If hardware on the system is in error that would prevent the creation of a block, but the block was created before the hardware was in error, and you do a startclean on slurm... it does this.  Slurm tries to re-create the block to sync up its internal state, and when it sees that it has internal rules preventing that block creation, it exits.

The work-around is to delete any blocks from the blue gene control system that cause this error prior to doing the clean start of slurm.

The block name is the one in the log immediately before the error.  In this case RMP20Ja225511530.

Comment 1 Don Lipari 2013-01-22 06:31:25 MST

The following was in the bluegene.conf file at the time of the problem:

DenyPassthrough=A,X

Comment 2 Danny Auble 2013-01-22 07:24:18 MST

Having the state files would be very valuable.  Perhaps the ".old" files still exist?

Any idea how RMP20Ja225511530 was generated?

From what you say here it sounds like it was generated outside of Slurm.  Is that not the case?

Doing a startclean should remove all old blocks.  Is this not what is happening?  I wouldn't expect it to try to re-create them unless you have a non-dynamic setup.

Comment 3 Danny Auble 2013-01-22 07:28:58 MST

Even having the logs from the bad state files would be helpful.

Comment 4 Don Lipari 2013-01-22 07:52:04 MST

(In reply to comment #2)
> Having the state files would be very valuable.  Perhaps the ".old" files
> still exist?
> 
> Any idea how RMP20Ja225511530 was generated?
> 
> From what you say here it sounds like it was generated outside of Slurm.  Is
> that not the case?
> 
> Doing a startclean should remove all old blocks.  Is this not what is
> happening?  I wouldn't expect it to try to re-create them unless you have a
> non-dynamic setup.

I'm afraid I did not take care to preserve the old state files for diagnosis.  The system was in a dynamic setup.  The slurmctld.log files are still there as are some core files (in /tmp) from when the 2.4 state files were read in.

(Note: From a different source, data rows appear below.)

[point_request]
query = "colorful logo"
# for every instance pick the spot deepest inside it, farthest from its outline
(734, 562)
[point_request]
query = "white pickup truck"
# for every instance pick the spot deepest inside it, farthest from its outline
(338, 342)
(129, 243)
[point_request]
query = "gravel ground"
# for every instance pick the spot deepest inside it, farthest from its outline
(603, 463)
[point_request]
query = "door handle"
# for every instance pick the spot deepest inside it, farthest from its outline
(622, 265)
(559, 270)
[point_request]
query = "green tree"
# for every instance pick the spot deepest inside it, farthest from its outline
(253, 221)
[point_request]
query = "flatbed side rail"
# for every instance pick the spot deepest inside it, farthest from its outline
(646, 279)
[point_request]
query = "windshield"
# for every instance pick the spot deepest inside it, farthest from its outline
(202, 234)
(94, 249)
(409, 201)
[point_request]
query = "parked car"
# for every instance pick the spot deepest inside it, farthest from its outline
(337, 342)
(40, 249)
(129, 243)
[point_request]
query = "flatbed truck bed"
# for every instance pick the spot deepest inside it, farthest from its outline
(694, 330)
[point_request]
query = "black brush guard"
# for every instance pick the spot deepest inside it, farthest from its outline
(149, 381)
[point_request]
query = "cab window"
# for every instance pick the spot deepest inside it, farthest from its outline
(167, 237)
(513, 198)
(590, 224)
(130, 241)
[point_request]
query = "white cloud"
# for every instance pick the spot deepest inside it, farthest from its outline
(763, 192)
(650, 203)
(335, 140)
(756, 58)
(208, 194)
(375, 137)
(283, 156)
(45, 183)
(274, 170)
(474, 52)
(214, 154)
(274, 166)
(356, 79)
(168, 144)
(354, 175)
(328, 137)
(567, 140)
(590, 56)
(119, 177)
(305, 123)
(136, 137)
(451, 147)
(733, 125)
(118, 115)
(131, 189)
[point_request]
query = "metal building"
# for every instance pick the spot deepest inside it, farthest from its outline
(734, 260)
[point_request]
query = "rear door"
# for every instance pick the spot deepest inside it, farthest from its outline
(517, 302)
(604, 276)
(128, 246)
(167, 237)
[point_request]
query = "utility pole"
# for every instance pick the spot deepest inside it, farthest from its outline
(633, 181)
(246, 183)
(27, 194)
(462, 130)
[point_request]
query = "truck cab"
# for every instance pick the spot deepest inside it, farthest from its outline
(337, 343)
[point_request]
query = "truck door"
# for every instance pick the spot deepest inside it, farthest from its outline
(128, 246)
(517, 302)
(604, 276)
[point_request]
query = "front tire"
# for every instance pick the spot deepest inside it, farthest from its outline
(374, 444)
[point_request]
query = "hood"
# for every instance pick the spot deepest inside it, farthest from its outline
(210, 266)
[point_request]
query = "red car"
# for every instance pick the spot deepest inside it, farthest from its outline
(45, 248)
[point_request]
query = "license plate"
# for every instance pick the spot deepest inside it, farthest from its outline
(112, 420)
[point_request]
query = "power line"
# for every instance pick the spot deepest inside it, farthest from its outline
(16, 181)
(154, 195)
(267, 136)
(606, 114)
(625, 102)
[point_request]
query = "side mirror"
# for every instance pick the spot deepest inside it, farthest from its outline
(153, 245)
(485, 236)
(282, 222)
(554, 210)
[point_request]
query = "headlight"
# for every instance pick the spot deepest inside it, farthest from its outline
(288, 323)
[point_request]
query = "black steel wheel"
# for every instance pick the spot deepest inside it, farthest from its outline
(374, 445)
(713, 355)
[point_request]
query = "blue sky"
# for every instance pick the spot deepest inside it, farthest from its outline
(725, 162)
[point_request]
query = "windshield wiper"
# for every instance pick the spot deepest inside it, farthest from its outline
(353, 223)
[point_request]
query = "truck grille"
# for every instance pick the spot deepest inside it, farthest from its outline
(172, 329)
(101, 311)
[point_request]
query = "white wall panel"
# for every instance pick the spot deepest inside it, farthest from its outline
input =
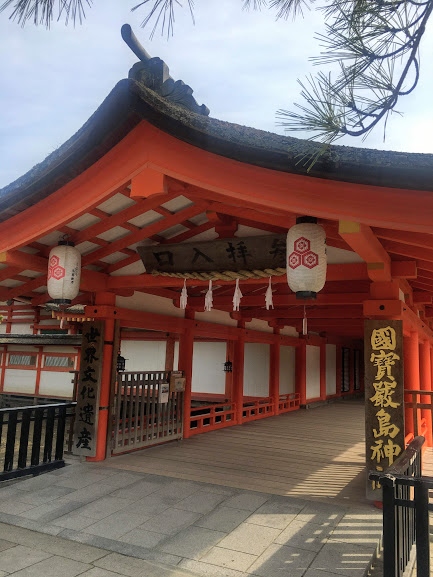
(287, 370)
(144, 355)
(331, 369)
(20, 381)
(256, 370)
(56, 384)
(208, 367)
(313, 372)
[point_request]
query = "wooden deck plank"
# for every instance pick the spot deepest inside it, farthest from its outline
(316, 453)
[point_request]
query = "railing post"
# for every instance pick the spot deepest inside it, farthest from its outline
(389, 546)
(421, 528)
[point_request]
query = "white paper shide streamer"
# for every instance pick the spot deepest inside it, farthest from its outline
(183, 296)
(237, 296)
(208, 299)
(268, 296)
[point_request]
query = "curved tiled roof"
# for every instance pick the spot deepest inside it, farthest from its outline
(131, 101)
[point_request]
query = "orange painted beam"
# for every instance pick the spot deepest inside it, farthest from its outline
(282, 300)
(384, 308)
(143, 233)
(362, 240)
(405, 269)
(147, 183)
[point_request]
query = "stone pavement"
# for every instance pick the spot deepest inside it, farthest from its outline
(97, 521)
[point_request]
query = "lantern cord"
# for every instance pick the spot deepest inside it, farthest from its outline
(268, 296)
(237, 296)
(305, 323)
(208, 299)
(183, 296)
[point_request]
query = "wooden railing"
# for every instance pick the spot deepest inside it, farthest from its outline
(405, 513)
(288, 402)
(418, 400)
(258, 409)
(210, 417)
(32, 439)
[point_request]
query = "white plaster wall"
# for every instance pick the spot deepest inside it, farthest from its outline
(56, 384)
(20, 381)
(150, 303)
(208, 367)
(331, 369)
(259, 325)
(287, 370)
(313, 372)
(144, 355)
(215, 316)
(256, 370)
(21, 329)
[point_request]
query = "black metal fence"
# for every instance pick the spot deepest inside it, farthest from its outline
(32, 439)
(405, 513)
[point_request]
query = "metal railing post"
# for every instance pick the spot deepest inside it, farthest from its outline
(422, 530)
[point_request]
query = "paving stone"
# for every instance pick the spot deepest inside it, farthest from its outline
(153, 504)
(73, 520)
(247, 500)
(345, 559)
(53, 545)
(14, 506)
(54, 567)
(114, 526)
(170, 521)
(6, 545)
(305, 535)
(82, 479)
(42, 496)
(19, 557)
(179, 489)
(276, 513)
(136, 490)
(131, 567)
(90, 493)
(223, 519)
(229, 559)
(321, 514)
(248, 538)
(208, 570)
(142, 538)
(103, 507)
(193, 542)
(50, 511)
(279, 561)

To summarize, there were two bugs:  one when reading the 2.4 state files, the other when starting with no state files.  I'm not too concerned with the first bug as this is a one-time only event.  This ticket is for the second bug.  The block creation record is in the logs:

[2013-01-20T22:55:11] Record: BlockID:RMP20Ja225511530 Nodes:seq[4120x4220] Conn:T,T,T,T

You can log in and look at the slurmctld.logs or I can mail them to you if it is easier.

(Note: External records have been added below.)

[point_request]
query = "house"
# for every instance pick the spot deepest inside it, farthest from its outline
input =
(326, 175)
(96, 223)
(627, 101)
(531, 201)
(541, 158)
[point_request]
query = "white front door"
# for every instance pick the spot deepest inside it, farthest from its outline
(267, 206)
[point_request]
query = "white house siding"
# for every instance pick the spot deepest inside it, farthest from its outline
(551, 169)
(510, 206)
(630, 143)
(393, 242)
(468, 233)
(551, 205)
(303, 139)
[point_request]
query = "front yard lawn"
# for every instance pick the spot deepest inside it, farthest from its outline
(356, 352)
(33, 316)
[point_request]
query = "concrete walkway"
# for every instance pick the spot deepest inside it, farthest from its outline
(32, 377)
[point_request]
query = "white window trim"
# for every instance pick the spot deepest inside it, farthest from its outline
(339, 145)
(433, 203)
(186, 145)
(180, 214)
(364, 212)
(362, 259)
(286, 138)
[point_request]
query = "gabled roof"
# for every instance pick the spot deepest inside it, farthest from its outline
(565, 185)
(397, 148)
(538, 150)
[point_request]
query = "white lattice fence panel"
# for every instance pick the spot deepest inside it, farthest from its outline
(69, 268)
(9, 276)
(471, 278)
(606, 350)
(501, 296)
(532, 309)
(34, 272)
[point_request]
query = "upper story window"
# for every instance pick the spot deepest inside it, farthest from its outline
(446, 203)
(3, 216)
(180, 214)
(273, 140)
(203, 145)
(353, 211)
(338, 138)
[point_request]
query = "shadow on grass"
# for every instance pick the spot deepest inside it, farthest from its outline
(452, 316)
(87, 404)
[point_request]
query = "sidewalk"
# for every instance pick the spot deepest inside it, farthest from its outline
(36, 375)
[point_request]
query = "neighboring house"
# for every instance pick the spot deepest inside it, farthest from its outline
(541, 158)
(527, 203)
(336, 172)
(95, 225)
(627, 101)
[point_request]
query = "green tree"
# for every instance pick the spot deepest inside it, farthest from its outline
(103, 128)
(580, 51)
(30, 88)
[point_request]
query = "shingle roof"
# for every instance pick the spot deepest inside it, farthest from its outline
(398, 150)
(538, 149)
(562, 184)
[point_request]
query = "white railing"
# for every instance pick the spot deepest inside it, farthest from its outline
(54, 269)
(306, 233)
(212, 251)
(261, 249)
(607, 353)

Comment 5 Danny Auble 2013-01-22 10:34:32 MST

If you could email them it would be great.  Any backtrace from the cores would be of interest as well.  They probably point to the problem.

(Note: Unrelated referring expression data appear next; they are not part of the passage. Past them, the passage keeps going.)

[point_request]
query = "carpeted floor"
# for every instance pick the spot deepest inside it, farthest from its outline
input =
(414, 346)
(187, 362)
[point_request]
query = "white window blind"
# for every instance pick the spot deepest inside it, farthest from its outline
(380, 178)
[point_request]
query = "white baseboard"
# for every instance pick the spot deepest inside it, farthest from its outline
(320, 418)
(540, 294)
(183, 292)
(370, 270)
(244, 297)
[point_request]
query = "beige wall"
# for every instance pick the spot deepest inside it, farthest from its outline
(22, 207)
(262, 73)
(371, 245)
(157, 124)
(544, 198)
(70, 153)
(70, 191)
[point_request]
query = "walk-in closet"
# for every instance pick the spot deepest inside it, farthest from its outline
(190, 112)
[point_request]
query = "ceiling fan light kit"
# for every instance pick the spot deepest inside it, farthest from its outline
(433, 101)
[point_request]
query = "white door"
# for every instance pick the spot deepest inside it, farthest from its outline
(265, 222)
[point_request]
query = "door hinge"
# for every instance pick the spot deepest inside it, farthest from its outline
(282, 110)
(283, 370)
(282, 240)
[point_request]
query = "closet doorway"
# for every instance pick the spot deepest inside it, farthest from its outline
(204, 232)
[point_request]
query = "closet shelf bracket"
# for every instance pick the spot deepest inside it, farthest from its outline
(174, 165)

Comment 6 Don Lipari 2013-01-23 04:09:28 MST

(In reply to comment #5)
> If you could email them it would be great.  Any backtrace from the cores
> would be of interest as well.  They probably point to the problem.

slurmctld.log and backtraces mailed

Comment 7 Moe Jette 2013-01-24 02:41:27 MST

The second bug reported in comment #4, an abort in the reservation logic when upgrading from slurm v2.4 to v2.5.1, will be fixed in v2.5.2. The patch is here:

https://github.com/SchedMD/slurm/commit/604b869ecdd512e0aa4cc244e4138842e7556b1f

Comment 8 Danny Auble 2013-04-02 06:34:12 MDT

This is fixed in patch 6af6f6156a4f8bc71405b6ef22ad0d56f3e14d96.  Will be in the next 2.5 release.